Grammar-based vs. Automated Whitebox Fuzz Testing

Vitaly Chipounov

The first difference between the automated fuzz testing approach and the grammar-based one is that the former associates symbolic values with bytes, while the latter pairs them with tokens. In other words, in the first approach, the constraints operate on bytes, while in the second approach the constraints follow a context-free grammar. Conversely, a concrete value for the first method is a byte, whereas it is some elementary syntactic element of the language described by a grammar in the second method (like a keyword, an identifier, or a parenthesis).

The second difference is the way in which constraint solving is done, i.e., how the new set of inputs is computed for each run of the program. Both methods execute the program with concrete inputs, while collecting the constraints along the executed path. In the automated fuzzing approach, after the program is run, the symbolic engine negates each of these constraints one by one and invokes a constraint solver that generates a new set of program inputs satisfying the new constraints. The grammar-based approach uses a solver that returns the intersection between the context-free grammar and the regular language of the path constraints collected during the run. This intersection forms a language from which the engine will derive a new input string.

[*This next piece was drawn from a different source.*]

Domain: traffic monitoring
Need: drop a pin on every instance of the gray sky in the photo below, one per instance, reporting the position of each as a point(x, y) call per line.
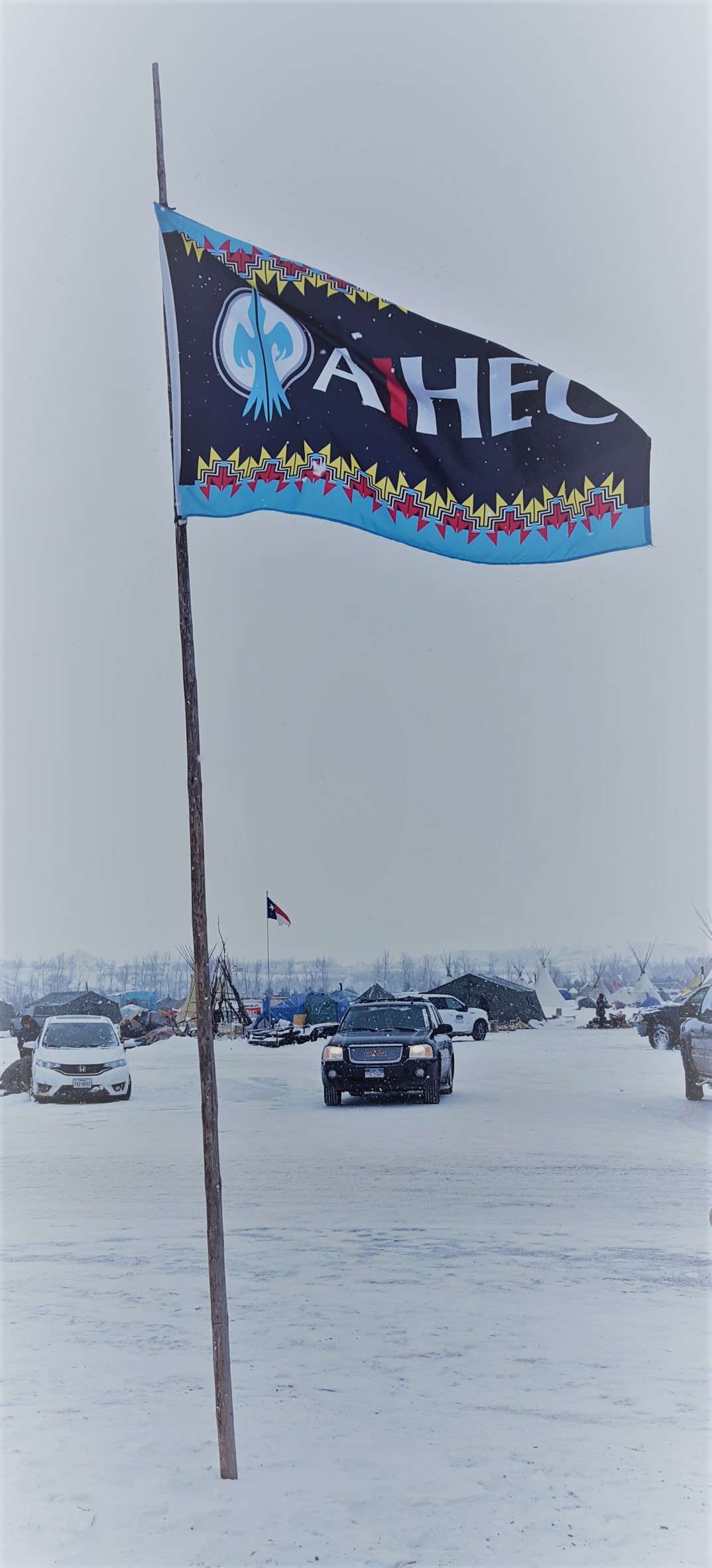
point(405, 750)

The main advantage of automated fuzz testing compared to the grammar-based approach is that it does not require any manual intervention. It is enough to specify a program to be tested and wait for the test cases. The grammar-based approach requires the user to define the grammar describing the inputs the program under test is supposed to accept. This has to be done for each new program with a different input format. Moreover, it requires to identify the routine that parses the input, to make it handle symbolic tokens. However, grammar-based approaches can be much more effective with programs that have to parse their inputs. Indeed, a simple fuzzing approach will almost never go deep in the program, because most of the generated inputs will be rejected by the parser. Thus, a grammar-based approach is well suited to prune unnecessary code paths and to cope with the state explosion problem for this specific type of programs.

Despite its advantages, the drawback of automated fuzz testing is that it relies on a SAT solver. A SAT solver aims to find a satisfying assignment to a boolean expression. This problem is NP-complete, meaning that it is unlikely that an efficient polynomial time algorithm exists for it. In the worst case, the solver could need an exponential amount of time depending on the number of symbolic variables and constraints. This is in contrast to the solver of the grammar-based approach, which computes the intersection of two languages, which is easier to do with a guaranteed efficiency bound.